After teaching at a few different schools, including her alma mater Austin Peay, she received her doctorate in conducting and is currently the Assistant Director of Bands at the University of Michigan.
“Looking at where I started, one would probably not guess that I would be doing what I’m doing today. I have to say that my high school band director got me started with that. He was a person that everyone thought so highly of in our region, in our state and he worked with my parents to get me to the Mid West Clinic when I was a junior in high school and it was life changing,” said Brown. She attributes her success to the many connections she cultivated throughout her life. “I think making human connections has been incredibly important to my career because it’s allowed me to experience aspects I never thought as an eighth grader, thinking I want to be a music teacher at some point, “ said Brown.
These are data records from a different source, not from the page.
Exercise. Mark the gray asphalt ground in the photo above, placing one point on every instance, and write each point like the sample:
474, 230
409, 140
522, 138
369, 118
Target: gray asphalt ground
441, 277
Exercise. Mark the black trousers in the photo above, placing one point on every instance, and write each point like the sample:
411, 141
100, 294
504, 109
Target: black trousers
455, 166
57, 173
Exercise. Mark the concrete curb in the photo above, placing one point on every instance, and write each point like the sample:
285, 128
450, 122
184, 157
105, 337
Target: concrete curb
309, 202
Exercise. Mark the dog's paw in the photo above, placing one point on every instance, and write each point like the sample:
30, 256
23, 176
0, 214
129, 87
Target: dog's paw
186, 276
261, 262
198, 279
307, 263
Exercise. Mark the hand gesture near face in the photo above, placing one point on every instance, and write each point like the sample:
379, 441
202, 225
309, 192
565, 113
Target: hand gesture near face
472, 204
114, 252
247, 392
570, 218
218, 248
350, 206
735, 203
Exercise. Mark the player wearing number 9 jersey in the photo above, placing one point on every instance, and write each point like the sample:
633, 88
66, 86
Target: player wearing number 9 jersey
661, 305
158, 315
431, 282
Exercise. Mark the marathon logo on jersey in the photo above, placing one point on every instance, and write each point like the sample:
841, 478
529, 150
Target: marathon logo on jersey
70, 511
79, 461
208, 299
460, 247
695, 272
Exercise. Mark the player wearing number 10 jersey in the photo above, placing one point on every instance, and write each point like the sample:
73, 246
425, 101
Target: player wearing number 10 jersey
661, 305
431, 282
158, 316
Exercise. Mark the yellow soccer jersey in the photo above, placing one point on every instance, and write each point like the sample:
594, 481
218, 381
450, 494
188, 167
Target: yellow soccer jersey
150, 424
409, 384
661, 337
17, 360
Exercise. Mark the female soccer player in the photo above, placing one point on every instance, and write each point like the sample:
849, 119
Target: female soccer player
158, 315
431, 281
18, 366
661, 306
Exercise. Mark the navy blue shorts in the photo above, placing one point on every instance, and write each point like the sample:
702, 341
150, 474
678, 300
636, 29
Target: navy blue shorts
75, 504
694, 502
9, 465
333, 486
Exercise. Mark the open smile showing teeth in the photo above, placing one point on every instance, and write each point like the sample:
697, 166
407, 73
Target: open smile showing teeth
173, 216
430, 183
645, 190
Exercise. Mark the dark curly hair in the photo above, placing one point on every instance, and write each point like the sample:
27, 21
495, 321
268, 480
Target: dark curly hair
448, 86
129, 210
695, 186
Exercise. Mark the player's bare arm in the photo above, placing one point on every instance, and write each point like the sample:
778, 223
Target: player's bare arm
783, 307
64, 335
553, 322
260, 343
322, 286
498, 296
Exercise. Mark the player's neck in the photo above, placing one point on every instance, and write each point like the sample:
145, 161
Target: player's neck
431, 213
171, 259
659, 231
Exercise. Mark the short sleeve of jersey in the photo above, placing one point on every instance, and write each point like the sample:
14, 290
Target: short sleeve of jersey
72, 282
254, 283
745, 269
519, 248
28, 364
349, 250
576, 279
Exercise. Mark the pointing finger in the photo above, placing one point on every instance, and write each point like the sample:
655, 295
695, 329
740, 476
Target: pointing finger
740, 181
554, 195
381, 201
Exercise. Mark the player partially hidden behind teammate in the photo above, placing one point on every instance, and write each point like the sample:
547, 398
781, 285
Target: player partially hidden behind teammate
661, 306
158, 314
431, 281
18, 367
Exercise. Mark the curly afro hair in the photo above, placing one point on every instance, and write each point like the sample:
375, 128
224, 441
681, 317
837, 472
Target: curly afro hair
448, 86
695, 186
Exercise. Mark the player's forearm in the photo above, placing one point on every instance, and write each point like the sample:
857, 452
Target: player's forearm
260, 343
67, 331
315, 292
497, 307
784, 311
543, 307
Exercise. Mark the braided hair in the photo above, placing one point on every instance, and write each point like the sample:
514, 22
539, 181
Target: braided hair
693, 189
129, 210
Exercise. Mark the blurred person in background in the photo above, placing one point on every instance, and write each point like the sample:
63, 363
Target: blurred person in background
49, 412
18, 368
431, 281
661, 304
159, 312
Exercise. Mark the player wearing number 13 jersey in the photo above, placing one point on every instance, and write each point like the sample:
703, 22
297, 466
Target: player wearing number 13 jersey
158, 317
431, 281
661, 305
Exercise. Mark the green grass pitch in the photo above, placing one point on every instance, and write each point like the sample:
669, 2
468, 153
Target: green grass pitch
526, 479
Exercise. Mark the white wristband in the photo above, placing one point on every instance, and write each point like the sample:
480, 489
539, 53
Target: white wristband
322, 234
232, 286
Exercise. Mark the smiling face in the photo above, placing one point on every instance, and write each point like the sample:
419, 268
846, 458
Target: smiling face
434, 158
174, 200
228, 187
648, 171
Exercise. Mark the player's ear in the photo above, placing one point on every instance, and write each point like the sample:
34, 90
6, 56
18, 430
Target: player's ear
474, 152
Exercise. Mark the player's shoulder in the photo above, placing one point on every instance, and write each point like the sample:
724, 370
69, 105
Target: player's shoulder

It is Brown’s mission to make connections with and inspire students, especially women. “I didn’t have an female conductors growing up or through my middle school, high school, college days. There were a few icons I knew of and I am very fortunate to call them friends now, but there weren’t any in my immediate area,” she said. Brown understands the small percentage of women represented, especially at the collegiate level. It is important to Brown to do whatever she can to even out the playing field.
Brown said, “I think what drives me is the interaction with people making music. I’m very fortunate that most of my career has been with students at a college level. That’s definitely the group that I match better with and I think what really keeps the spark fueled and fired.” She continues to use her experiences to impact those around her the same way many passionate directors, teachers, and professors did for her.